Nos últimos dias, circula entre os trabalhadores dos Correios uma apresentação institucional defendendo a implementação da jornada de trabalho 12x36 — 12 horas de trabalho seguidas por 36 horas de descanso. O documento promete ganhos de produtividade, eficiência e até qualidade de vida. Mas, na prática, esse modelo esconde uma série de riscos à saúde, à segurança e à dignidade dos ecetistas.
1. “Base legal” não é sinônimo de justiça
A empresa cita o artigo 59-A da CLT, incluído pela Reforma Trabalhista de 2017, como amparo legal. Mas uma lei não se torna justa apenas por existir. No caso dos Correios, em que o trabalho é físico, intenso e muitas vezes sob condições climáticas adversas, 12 horas seguidas é um atentado à saúde.
A jornada de 8 horas diárias e 44 semanais existe para proteger o trabalhador da exploração, não para atender à pressa do mercado logístico.

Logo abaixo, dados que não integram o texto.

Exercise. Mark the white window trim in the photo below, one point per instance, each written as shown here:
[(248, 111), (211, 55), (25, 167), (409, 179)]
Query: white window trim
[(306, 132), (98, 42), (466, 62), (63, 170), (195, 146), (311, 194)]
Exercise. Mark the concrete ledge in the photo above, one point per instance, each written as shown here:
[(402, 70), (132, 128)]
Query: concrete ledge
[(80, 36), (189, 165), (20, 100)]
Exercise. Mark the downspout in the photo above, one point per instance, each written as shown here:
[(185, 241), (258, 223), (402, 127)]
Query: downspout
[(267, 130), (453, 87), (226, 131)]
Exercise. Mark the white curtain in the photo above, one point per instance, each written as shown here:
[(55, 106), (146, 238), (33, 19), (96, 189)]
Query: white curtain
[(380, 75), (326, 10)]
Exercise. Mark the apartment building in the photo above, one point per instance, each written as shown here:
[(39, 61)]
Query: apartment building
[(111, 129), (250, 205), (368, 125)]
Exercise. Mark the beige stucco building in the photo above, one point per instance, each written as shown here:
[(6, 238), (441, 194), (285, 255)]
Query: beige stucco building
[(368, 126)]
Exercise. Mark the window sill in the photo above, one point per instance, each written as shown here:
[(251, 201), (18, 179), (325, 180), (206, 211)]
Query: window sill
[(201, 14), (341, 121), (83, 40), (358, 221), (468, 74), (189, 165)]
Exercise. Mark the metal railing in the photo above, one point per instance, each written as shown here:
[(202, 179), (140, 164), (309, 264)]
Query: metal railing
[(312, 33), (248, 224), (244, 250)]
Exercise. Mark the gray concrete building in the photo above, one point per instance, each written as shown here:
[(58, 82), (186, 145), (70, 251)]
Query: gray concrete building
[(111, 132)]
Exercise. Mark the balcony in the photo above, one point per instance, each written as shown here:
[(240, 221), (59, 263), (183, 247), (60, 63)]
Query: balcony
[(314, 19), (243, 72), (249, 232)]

2. “Flexibilidade” que só serve à empresa
O discurso fala em “flexibilidade operacional” e “ajustes de escala”. Mas, na prática, essa flexibilidade não é negociada: é imposta. Isso significa que o trabalhador pode ter seus horários alterados conforme a necessidade da empresa, sem previsibilidade nem estabilidade, o que prejudica o convívio familiar e o descanso adequado.
3. A exaustão em nome da “eficiência”
Trabalhar 12 horas nas ruas, pilotando moto ou bicicleta, sob sol e chuva, é desumano. Pesquisas da Fiocruz e da Organização Internacional do Trabalho (OIT) comprovam que jornadas longas elevam o risco de:
- Acidentes de trajeto e lesões musculares,
- Hipertensão e fadiga crônica,
- Problemas de sono e estresse.
A “modernização” vendida pelo documento ignora o custo humano da fadiga e da sobrecarga.
4. A matemática que não fecha
O material promete “manutenção de benefícios” e até “mais dias livres”. Mas esconde que a jornada reduz a média mensal de trabalho para 169 horas e elimina o TFS, um adicional que ajudava a compensar o esforço da rotina intensa. Ou seja, o salário nominal pode ser mantido, mas o poder de compra real cai.
E os “dias livres” não representam descanso real — servem apenas para o corpo se recuperar da exaustão do turno anterior.
5. Modernizar sem ouvir o trabalhador é retroceder
Nenhum trecho da apresentação menciona negociação com os sindicatos. Toda alteração de jornada precisa ser debatida e formalizada em Acordo Coletivo, garantindo segurança jurídica e respeito à vontade da categoria. Impor o modelo 12x36 sem diálogo fere a tradição sindical dos Correios e abre precedente perigoso para outras mudanças unilaterais.
6. O discurso de “competitividade” é uma armadilha
A empresa justifica a mudança dizendo que “os operadores privados já adotam turnos estendidos”. Mas os Correios são uma empresa pública, com compromisso social — não um operador privado guiado apenas por lucro. Imitar o setor privado nesse aspecto é abrir caminho para precarização e terceirização velada, o que fere a essência do serviço público postal.
modernizar, sim — explorar, jamais
A jornada 12x36 pode parecer moderna, mas é um retrocesso mascarado de inovação. Modernizar os Correios deve significar:
- Investir em tecnologia e ergonomia,
- Ampliar o efetivo de trabalhadores,
- Valorizar o diálogo sindical e a segurança no trabalho.
Nenhuma planilha de eficiência justifica o cansaço e o adoecimento de quem garante o funcionamento da maior empresa pública de logística da América Latina.
Modernizar não é estender o turno. É valorizar quem faz o trabalho acontecer.